See, art isn't subjective - our appreciation for it and whether we personally find it aesthetically pleasing is subjective, but art itself isn't. Art is the application of talent and effort to a medium of expression to create something new. Things don't have to be beautiful to be art, nor do we have to actually like it - garish modern sculptures are hideous, but somebody still had to weld them together which requires talent, thus making them sculptures and therefore art. Your sculpture might look like a random explosion happened in a junkyard, but it's art nonetheless[footnote]If you actually just set off an explosion in a junkyard and label the results 'art', you haven't made any and you're a hack.[/footnote].

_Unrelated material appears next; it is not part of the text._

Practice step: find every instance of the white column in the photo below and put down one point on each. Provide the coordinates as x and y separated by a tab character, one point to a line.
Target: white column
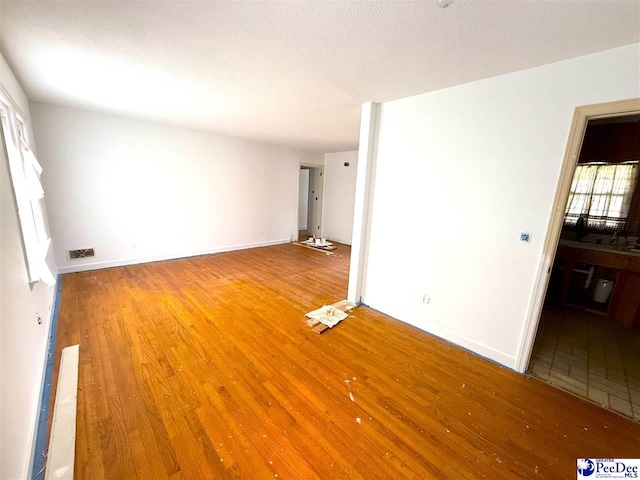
364	178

Pissing in a jar and suspending a crucifix in it on the other hand is most definitely not a work of art - a monkey can piss in a jar, and the 'artist' didn't create the crucifix or the jar. Painting a jar of piss with a crucifix suspended in it, while still pretty horrible, would actually be art, as that requires the application of talent to the medium of paint to produce the result of a horrible painting of a disgusting jar of piss (with a crucifix in it).
Naturally occurring formations can be beautiful, but they aren't art, because nobody made them. Taking a random jumble of things you didn't make, tossing paint over them and calling it art is not art, because you didn't make those things or change them in a way that creates something new, you've just tossed paint on them (the monkey could have done that). Dismantling your car and using the pieces to weld together a statue of a robot? Hell yes that is art.
Art is not an empty room, or a wall that wax is randomly flung at, or your filthy bed, anymore than art is a used tampon or a soiled handkerchief or a ten-second video loop of somebody jerking off. If you've convinced yourself otherwise, you are a pretentious wanker.